It’s hard to sum up Neil Gaiman’s usual style, because there’s really nothing usual about Neil Gaiman’s writing. Over the course of his career Gaiman has written examples of fantasy, sci-fi, children’s books, horror (the Sandman issue “24 Hours” is an excellent example of that), and poetry. In Fragile Things you get examples of each of those; thirty-one stories and poems, and not one of them boring.

A few of them – “Forbidden Brides of the Faceless Slaves in the Secret House of the Night of Dread Desire” for example – take more of a humorous tone than I’ve seen Gaiman do before outside of his children’s books. The Victorian-era “A Study in Emerald” looks at a familiar fictional detective in a new light, and Gaiman returns to the world of  Shadow and Odin from American Gods in the story “The Monarch of the Glen”.  (A fascinating but unpleasant character from that story reappears in “Keepsakes and Treasures”.)

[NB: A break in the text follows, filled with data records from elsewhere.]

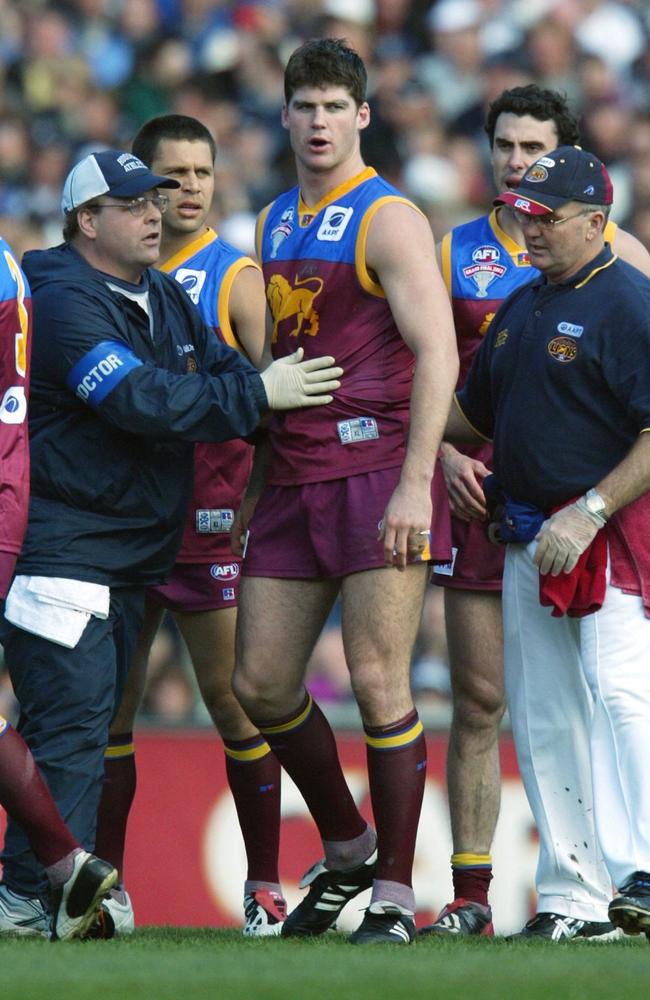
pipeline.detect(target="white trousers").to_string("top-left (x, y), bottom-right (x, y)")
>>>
top-left (503, 542), bottom-right (650, 920)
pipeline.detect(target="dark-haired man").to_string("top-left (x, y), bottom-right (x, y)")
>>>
top-left (447, 146), bottom-right (650, 941)
top-left (0, 150), bottom-right (341, 928)
top-left (428, 84), bottom-right (650, 937)
top-left (234, 38), bottom-right (458, 944)
top-left (96, 115), bottom-right (286, 937)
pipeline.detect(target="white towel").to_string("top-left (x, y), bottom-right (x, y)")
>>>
top-left (4, 576), bottom-right (111, 649)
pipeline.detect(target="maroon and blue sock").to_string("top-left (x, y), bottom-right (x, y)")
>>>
top-left (451, 852), bottom-right (492, 906)
top-left (223, 733), bottom-right (282, 887)
top-left (255, 693), bottom-right (368, 852)
top-left (0, 716), bottom-right (79, 868)
top-left (95, 733), bottom-right (136, 881)
top-left (364, 709), bottom-right (427, 892)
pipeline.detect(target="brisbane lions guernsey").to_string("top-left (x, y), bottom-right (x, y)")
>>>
top-left (257, 168), bottom-right (417, 486)
top-left (0, 237), bottom-right (32, 598)
top-left (160, 229), bottom-right (257, 563)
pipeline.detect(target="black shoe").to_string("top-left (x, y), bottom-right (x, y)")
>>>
top-left (608, 872), bottom-right (650, 941)
top-left (282, 851), bottom-right (377, 937)
top-left (418, 899), bottom-right (494, 938)
top-left (506, 913), bottom-right (621, 941)
top-left (348, 903), bottom-right (415, 944)
top-left (52, 851), bottom-right (117, 941)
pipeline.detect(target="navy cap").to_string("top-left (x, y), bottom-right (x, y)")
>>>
top-left (494, 146), bottom-right (613, 215)
top-left (61, 149), bottom-right (180, 212)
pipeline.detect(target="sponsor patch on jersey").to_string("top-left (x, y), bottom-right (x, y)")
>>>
top-left (557, 323), bottom-right (585, 337)
top-left (210, 563), bottom-right (239, 583)
top-left (547, 337), bottom-right (578, 364)
top-left (524, 166), bottom-right (555, 184)
top-left (174, 267), bottom-right (206, 305)
top-left (463, 243), bottom-right (506, 299)
top-left (0, 385), bottom-right (27, 424)
top-left (316, 205), bottom-right (354, 243)
top-left (195, 507), bottom-right (235, 535)
top-left (271, 207), bottom-right (294, 258)
top-left (336, 417), bottom-right (379, 444)
top-left (433, 545), bottom-right (458, 576)
top-left (66, 340), bottom-right (143, 406)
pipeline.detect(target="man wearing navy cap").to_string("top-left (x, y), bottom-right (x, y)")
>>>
top-left (447, 146), bottom-right (650, 937)
top-left (0, 150), bottom-right (341, 933)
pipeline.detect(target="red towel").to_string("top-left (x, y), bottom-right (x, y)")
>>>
top-left (539, 493), bottom-right (650, 618)
top-left (539, 524), bottom-right (607, 618)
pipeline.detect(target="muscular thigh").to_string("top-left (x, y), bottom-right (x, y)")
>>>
top-left (445, 589), bottom-right (505, 712)
top-left (235, 576), bottom-right (339, 695)
top-left (174, 607), bottom-right (237, 698)
top-left (341, 565), bottom-right (429, 725)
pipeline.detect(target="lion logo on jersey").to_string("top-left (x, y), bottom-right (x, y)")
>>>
top-left (266, 274), bottom-right (323, 344)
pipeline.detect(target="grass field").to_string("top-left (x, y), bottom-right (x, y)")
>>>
top-left (0, 928), bottom-right (650, 1000)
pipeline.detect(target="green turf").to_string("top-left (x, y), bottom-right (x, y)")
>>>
top-left (0, 928), bottom-right (650, 1000)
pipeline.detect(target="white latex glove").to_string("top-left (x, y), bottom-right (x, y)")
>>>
top-left (260, 347), bottom-right (343, 410)
top-left (534, 497), bottom-right (603, 576)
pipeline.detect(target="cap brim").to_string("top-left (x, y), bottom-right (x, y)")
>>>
top-left (107, 171), bottom-right (181, 198)
top-left (492, 187), bottom-right (572, 215)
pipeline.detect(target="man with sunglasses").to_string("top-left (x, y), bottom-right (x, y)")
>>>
top-left (446, 146), bottom-right (650, 940)
top-left (0, 150), bottom-right (341, 921)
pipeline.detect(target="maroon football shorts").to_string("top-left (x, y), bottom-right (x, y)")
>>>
top-left (147, 556), bottom-right (241, 611)
top-left (432, 517), bottom-right (506, 591)
top-left (242, 464), bottom-right (451, 579)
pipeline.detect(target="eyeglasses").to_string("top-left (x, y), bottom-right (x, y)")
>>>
top-left (515, 208), bottom-right (594, 232)
top-left (93, 194), bottom-right (169, 218)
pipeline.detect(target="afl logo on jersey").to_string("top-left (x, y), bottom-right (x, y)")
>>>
top-left (316, 205), bottom-right (354, 243)
top-left (463, 243), bottom-right (506, 299)
top-left (210, 563), bottom-right (239, 583)
top-left (547, 337), bottom-right (578, 364)
top-left (0, 385), bottom-right (27, 424)
top-left (174, 267), bottom-right (205, 305)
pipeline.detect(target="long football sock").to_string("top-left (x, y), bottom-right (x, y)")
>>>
top-left (451, 853), bottom-right (492, 906)
top-left (0, 716), bottom-right (79, 868)
top-left (223, 734), bottom-right (282, 886)
top-left (255, 693), bottom-right (372, 867)
top-left (364, 709), bottom-right (427, 908)
top-left (95, 733), bottom-right (136, 881)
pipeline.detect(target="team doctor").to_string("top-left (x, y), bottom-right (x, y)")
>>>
top-left (447, 146), bottom-right (650, 933)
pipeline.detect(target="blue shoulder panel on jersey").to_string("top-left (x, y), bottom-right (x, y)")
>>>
top-left (66, 340), bottom-right (143, 406)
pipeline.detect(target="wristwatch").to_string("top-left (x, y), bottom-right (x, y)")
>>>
top-left (584, 486), bottom-right (609, 521)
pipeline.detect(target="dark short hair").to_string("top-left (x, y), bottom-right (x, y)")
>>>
top-left (284, 38), bottom-right (368, 106)
top-left (485, 83), bottom-right (580, 148)
top-left (131, 115), bottom-right (217, 166)
top-left (63, 198), bottom-right (99, 243)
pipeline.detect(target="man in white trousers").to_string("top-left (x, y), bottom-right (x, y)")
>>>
top-left (446, 146), bottom-right (650, 940)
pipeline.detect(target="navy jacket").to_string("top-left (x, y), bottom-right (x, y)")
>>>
top-left (17, 244), bottom-right (268, 586)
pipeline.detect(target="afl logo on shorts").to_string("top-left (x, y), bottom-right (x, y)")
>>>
top-left (547, 337), bottom-right (578, 364)
top-left (210, 563), bottom-right (239, 583)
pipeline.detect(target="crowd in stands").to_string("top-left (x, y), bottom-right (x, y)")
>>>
top-left (0, 0), bottom-right (650, 721)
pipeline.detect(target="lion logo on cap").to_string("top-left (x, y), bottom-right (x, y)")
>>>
top-left (525, 163), bottom-right (548, 184)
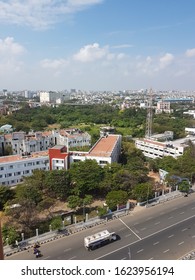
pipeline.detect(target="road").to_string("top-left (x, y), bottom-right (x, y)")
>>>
top-left (5, 193), bottom-right (195, 260)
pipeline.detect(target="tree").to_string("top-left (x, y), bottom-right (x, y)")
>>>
top-left (45, 170), bottom-right (70, 200)
top-left (16, 184), bottom-right (42, 205)
top-left (69, 159), bottom-right (104, 197)
top-left (132, 182), bottom-right (154, 202)
top-left (106, 190), bottom-right (128, 210)
top-left (0, 186), bottom-right (15, 210)
top-left (178, 180), bottom-right (190, 194)
top-left (2, 224), bottom-right (20, 245)
top-left (50, 217), bottom-right (62, 230)
top-left (67, 195), bottom-right (82, 209)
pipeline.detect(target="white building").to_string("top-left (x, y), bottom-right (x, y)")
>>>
top-left (70, 134), bottom-right (122, 166)
top-left (0, 152), bottom-right (49, 186)
top-left (135, 138), bottom-right (188, 159)
top-left (0, 129), bottom-right (91, 155)
top-left (0, 135), bottom-right (122, 186)
top-left (155, 100), bottom-right (173, 114)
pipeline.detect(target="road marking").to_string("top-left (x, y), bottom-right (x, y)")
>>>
top-left (163, 249), bottom-right (170, 254)
top-left (69, 256), bottom-right (77, 260)
top-left (119, 227), bottom-right (125, 231)
top-left (125, 233), bottom-right (131, 237)
top-left (146, 216), bottom-right (153, 221)
top-left (137, 249), bottom-right (144, 254)
top-left (119, 218), bottom-right (141, 240)
top-left (43, 256), bottom-right (50, 260)
top-left (64, 248), bottom-right (71, 253)
top-left (96, 215), bottom-right (195, 260)
top-left (140, 228), bottom-right (146, 230)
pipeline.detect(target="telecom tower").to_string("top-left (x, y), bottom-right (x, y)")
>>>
top-left (145, 88), bottom-right (153, 139)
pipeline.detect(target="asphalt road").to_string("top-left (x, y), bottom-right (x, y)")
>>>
top-left (5, 193), bottom-right (195, 260)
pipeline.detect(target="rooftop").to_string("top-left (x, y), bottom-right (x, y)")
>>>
top-left (89, 134), bottom-right (118, 157)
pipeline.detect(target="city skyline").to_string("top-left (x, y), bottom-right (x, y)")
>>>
top-left (0, 0), bottom-right (195, 91)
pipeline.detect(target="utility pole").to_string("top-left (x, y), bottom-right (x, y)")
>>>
top-left (0, 219), bottom-right (4, 260)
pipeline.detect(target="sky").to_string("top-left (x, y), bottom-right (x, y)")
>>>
top-left (0, 0), bottom-right (195, 91)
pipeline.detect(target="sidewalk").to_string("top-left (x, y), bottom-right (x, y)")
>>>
top-left (3, 188), bottom-right (195, 256)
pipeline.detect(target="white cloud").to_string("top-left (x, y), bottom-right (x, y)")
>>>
top-left (40, 59), bottom-right (68, 69)
top-left (159, 53), bottom-right (174, 69)
top-left (112, 44), bottom-right (133, 49)
top-left (185, 48), bottom-right (195, 57)
top-left (73, 43), bottom-right (108, 62)
top-left (0, 0), bottom-right (104, 29)
top-left (0, 37), bottom-right (25, 57)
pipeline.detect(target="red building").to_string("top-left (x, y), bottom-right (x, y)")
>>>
top-left (49, 146), bottom-right (69, 170)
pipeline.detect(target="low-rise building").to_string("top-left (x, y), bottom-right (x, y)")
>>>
top-left (0, 151), bottom-right (49, 186)
top-left (135, 137), bottom-right (188, 159)
top-left (0, 135), bottom-right (122, 186)
top-left (0, 128), bottom-right (91, 155)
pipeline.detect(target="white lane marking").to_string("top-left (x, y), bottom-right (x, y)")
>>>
top-left (69, 256), bottom-right (77, 260)
top-left (119, 227), bottom-right (125, 231)
top-left (137, 249), bottom-right (144, 254)
top-left (140, 228), bottom-right (146, 230)
top-left (163, 249), bottom-right (170, 254)
top-left (119, 219), bottom-right (141, 240)
top-left (125, 233), bottom-right (131, 237)
top-left (43, 256), bottom-right (50, 260)
top-left (64, 248), bottom-right (71, 253)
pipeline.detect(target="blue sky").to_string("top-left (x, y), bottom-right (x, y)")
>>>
top-left (0, 0), bottom-right (195, 90)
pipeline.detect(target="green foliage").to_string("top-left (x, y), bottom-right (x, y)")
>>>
top-left (2, 224), bottom-right (20, 245)
top-left (0, 186), bottom-right (15, 210)
top-left (98, 206), bottom-right (108, 217)
top-left (45, 170), bottom-right (70, 200)
top-left (179, 180), bottom-right (190, 193)
top-left (50, 217), bottom-right (63, 230)
top-left (106, 190), bottom-right (128, 210)
top-left (16, 184), bottom-right (42, 205)
top-left (69, 159), bottom-right (104, 197)
top-left (132, 182), bottom-right (154, 202)
top-left (67, 195), bottom-right (82, 209)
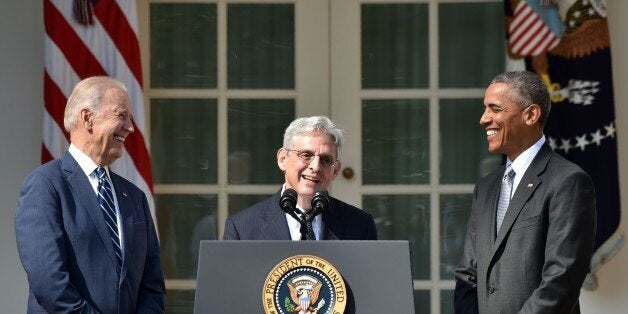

One of my favorites is “How to Talk to Girls and Parties” a wonderful story I’d already read inThe Magazine of Fantasy & Science Fiction (I really should renew my subscription to that again), about a teenage boy who’s dragged to a party where all the girls attending are…not human in the slightest. You’d think that would feel horrifying or uncomfortably awkward, but we’re talking about an age where the opposite sex already feels like an exotic species, so the main character interacts with every girl he talks to fairly well, by sheer accident. 

I did not know what to say to girls, and I told him so.

“They’re just girls,” said Vic. “They don’t come from another planet.”

The best word I can think to describe the stories “Harlequin Valentine” and “Sunbird” is “delightful” (“Sunbird was written as a gift to Gaiman’s teenage daughter). And the best word I can think to describe “The Problem of Susan” is “nightmare”. I mean a real nightmare, where you wake up afterwards so relieved that it wasn’t real, because it’s horrifying. Gaiman had just recovered from a bout of meningitis when he wrote that, and he wanted to explore a part of the Narnia series that had always bothered him. It had bothered me too, but the story he wrote will disturb anyone. 

The rest of the stories are a fascinating mix of drama, poetry, horror (“Other People”, another one of my favorites), a new take on vampires, and a series of vignettes based on the twelve songs in Tori Amos’s CD, Strange Little Girls.  They’re all a little weird, every one of them different from the rest, and again, not one of them boring.

Do yourself a favor if you pick this book up and read the author’s introduction. Neil Gaiman is right up there with Harlan Ellison and Stephen King for being able to write the best introductions. In fact, Neil’s are probably the best just for the fact that he adds an extra short-story INSIDE the introduction itself.